# Tender problem



## Newtown Joe (Jan 30, 2013)

I have a 6466 tender. It whistles fine with the train in neutral but while running it just grinds a little. I suspect some kind of electrical current issue. The rollers are clean, but seem weak when pressed.
Anyone have any suggestions of what to look for or test?


----------



## sjm9911 (Dec 20, 2012)

Newtown could be a bunch of things, I don't have a kw. I would make sure tender is clean, wheels, pick ups etc. Clean the armature and brushes like on an engine. Oil where the whistle spins. This is important! Check the contacts on your whistle control in your transformer. The could be dirty or not making good contact. Run the whistle a bit, sometimes they work better the more they are run. If the spring is bad on the pick up it might need to be replaced. The pick up roller could be bouncing while the train is moving . Try these things first.


----------



## Newtown Joe (Jan 30, 2013)

*"If the spring is bad on the pick up it might need to be replaced. The pick up roller could be bouncing while the train is moving*" .

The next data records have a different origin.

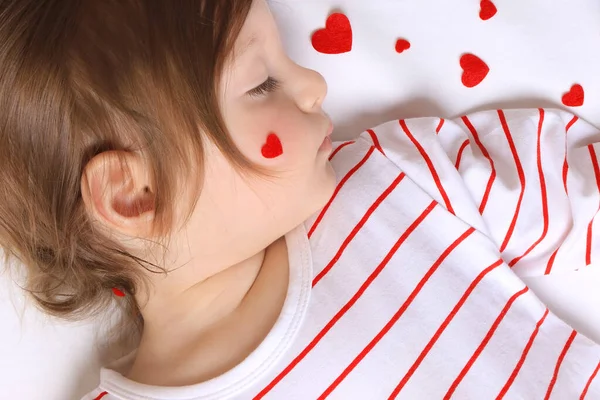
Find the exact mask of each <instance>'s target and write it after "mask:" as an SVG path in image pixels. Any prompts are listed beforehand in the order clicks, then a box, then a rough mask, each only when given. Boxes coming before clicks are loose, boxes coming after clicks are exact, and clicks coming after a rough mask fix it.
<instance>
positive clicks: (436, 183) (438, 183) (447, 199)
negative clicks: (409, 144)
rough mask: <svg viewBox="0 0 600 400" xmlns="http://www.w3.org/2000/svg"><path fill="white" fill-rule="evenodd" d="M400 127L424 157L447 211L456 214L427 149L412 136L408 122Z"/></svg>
mask: <svg viewBox="0 0 600 400" xmlns="http://www.w3.org/2000/svg"><path fill="white" fill-rule="evenodd" d="M400 126H401V127H402V130H404V133H406V135H407V136H408V138H409V139H410V141H411V142H413V144H414V145H415V147H416V148H417V150H419V153H420V154H421V157H423V159H424V160H425V162H426V163H427V166H428V167H429V171H430V172H431V176H432V177H433V180H434V181H435V184H436V186H437V188H438V190H439V191H440V194H441V195H442V198H443V199H444V204H445V205H446V209H447V210H448V211H450V212H451V213H452V214H454V209H453V208H452V204H450V199H449V198H448V195H447V194H446V190H444V187H443V186H442V181H441V180H440V177H439V175H438V173H437V171H436V170H435V167H434V166H433V162H431V158H429V155H428V154H427V152H426V151H425V149H423V147H422V146H421V144H420V143H419V142H418V141H417V139H415V137H414V136H413V135H412V133H411V132H410V130H409V129H408V126H406V122H405V121H404V120H400Z"/></svg>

I think this is the most likley because the springs don't bounce much when pushed. I'm quessing I can get replacements but not sure what it involves to replace.


----------



## sjm9911 (Dec 20, 2012)

If you look at the roller you will see a spring above it. I would just try to wind it off of the post and stretch it out a bit then wind it back on. You might have to take off the truck . I can't remember just replacing the spring. Also check to see if someone's sloppy soldering isn't keeping the roller from going all the way down. I had that happen once. The wire was holding the pickup roller up.


----------



## Kwikster (Feb 22, 2012)

You say whistles fine in neutral but not in motion. Compare voltage when you test in neutral and when running, are they the same? It's possible, the voltage is a touch low when running to pull the relay coil in to turn on the whistle. You may need to gently tweak the contacts on the relay ever so slightly, had to do that on my 6466wx as it had led a hard life.

Carl


----------



## Newtown Joe (Jan 30, 2013)

*Tender*

*"Also check to see if someone's sloppy soldering isn't keeping the roller from going all the way down."*

That someone may have been me.

But, thanks for the tips I'll give them a try tonight.


----------